J'étais kitsch à l'époque... ♪On ne change pas♪
La pluie avait beau tomber dru au-dessus de leurs têtes, les deux jeunes gens s’en fichaient éperdument. Tendrement enlacés, ils profitaient de toute leur âme de cet instant si court mais si éternel. Leur baiser long et langoureux les transportait ensemble vers des hauteurs célestes encore jamais foulées par des yeux humains. Ils étaient montés si haut que les anges ne pouvaient les rejoindre. Même ces êtres célestes ne pouvaient concevoir la hauteur et la profondeur d’un amour si grand et si puissant. Oui, ils s’aimaient. C’était maintenant plus qu’une certitude, c’était une vérité, quelque chose de si indéniable, de si incontestable que cela s’imposait à l’esprit avec une force peu commune. Les yeux clos, ils volaient au-dessus des nues, imperméables à ce qui les entourait, formant une seule et unique entité. Un halo de lumière blanche les entourait, s’intensifiant plus ils s’élevaient. Bientôt, la lumière fut éblouissante et les anges cachèrent leurs yeux – pourtant faits de la lumière la plus pure – avec leurs ailes. X et Y avaient atteint le firmament. Les étoiles formaient à leurs pieds un sombre tapis constellé de point lumineux disséminés ça et là. L’univers tout entier avait attendu ce moment pendant des millénaires.
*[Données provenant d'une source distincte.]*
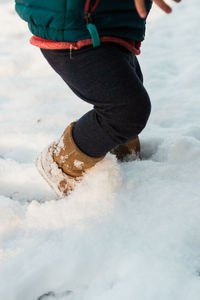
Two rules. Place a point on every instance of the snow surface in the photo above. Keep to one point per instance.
(129, 231)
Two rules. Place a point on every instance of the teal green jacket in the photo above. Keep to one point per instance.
(64, 20)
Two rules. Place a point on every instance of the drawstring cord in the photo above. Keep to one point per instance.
(89, 23)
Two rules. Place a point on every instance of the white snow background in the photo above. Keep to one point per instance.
(130, 231)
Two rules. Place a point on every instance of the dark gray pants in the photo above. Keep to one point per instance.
(108, 77)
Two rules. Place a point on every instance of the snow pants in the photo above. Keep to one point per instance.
(108, 77)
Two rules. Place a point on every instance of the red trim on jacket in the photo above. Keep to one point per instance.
(132, 45)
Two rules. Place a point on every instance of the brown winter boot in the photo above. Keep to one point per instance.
(63, 164)
(128, 151)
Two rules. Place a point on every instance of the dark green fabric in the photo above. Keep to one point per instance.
(62, 20)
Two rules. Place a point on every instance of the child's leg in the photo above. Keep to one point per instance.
(108, 78)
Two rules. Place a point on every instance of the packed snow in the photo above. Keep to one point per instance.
(129, 230)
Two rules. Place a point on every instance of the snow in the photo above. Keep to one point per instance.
(130, 230)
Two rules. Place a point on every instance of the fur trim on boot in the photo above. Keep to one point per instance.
(63, 164)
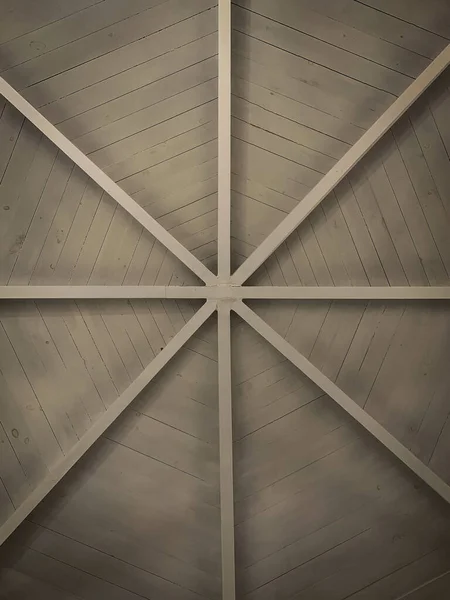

Le moment où l’Amour serait enfin pleinement révélé et où le rêve devenait réalité, où ce que l’on espérait depuis toujours dans le secret du cœur se produisait devant nos yeux. Sans le savoir, les deux amants étaient parvenus à créer la plus parfaite harmonie, la plus belle de toutes les mélodies : le chant qui ne s’arrête jamais, qui se renouvelle à chaque instant et qui demeure en même temps toujours le même, qui change toujours mais ne change jamais, qui fait pleurer et rire, maudire et bénir, le chant qui fait tomber la pluie, le chant qui fait briller le soleil, le chant qui fait être ce qui aurait pu ne pas être, le chant qui ne faisait qu’un avec chaque être, le chant de la Vie, le chant de l’Espoir, le chant de l’Amour. Leurs lèvres semblaient devoir demeurer attachées l’une à l’autre pour l’éternité. Et peut-être devait-il en être ainsi.
Ils demeurèrent figés ainsi pendant de nombreux autres millénaires. Jusqu’à ce qu’il survienne. « Il », c’était celui qui par sa seule présence parvenait à détruire tout ce qui avait été fait avant lui. « Lui » c’était le mal en personne, nommé de diverses façons selon les rites, les cultures et les modes. « Lui », il incarnait Satan, Sauron, Béelzébul, Voldemort, Mordom Horpilleur, Torak, la Source, Ursula, la méchante belle-mère, la méchante sorcière, Tarabas, Seth, Abaddon, l’Empereur, tous ceux qui dans l’histoire des Légendes avaient à maintes reprises démontré leur inclination au Mal. Uniquement intéressé par le pouvoir et la destruction, il avait réussi à s’élever grâce à sa haine aussi haut qu’étaient montés X et Y grâce à leur amour. Entouré de ténèbres, il s’était approprié une partie de leur domaine. Et avec lui était arrivée la guerre. Celle du Bien contre le Mal. La Lumière devait rivaliser avec les Ténèbres, sans cesse. Un combat éternel qui ne prendrait jamais fin.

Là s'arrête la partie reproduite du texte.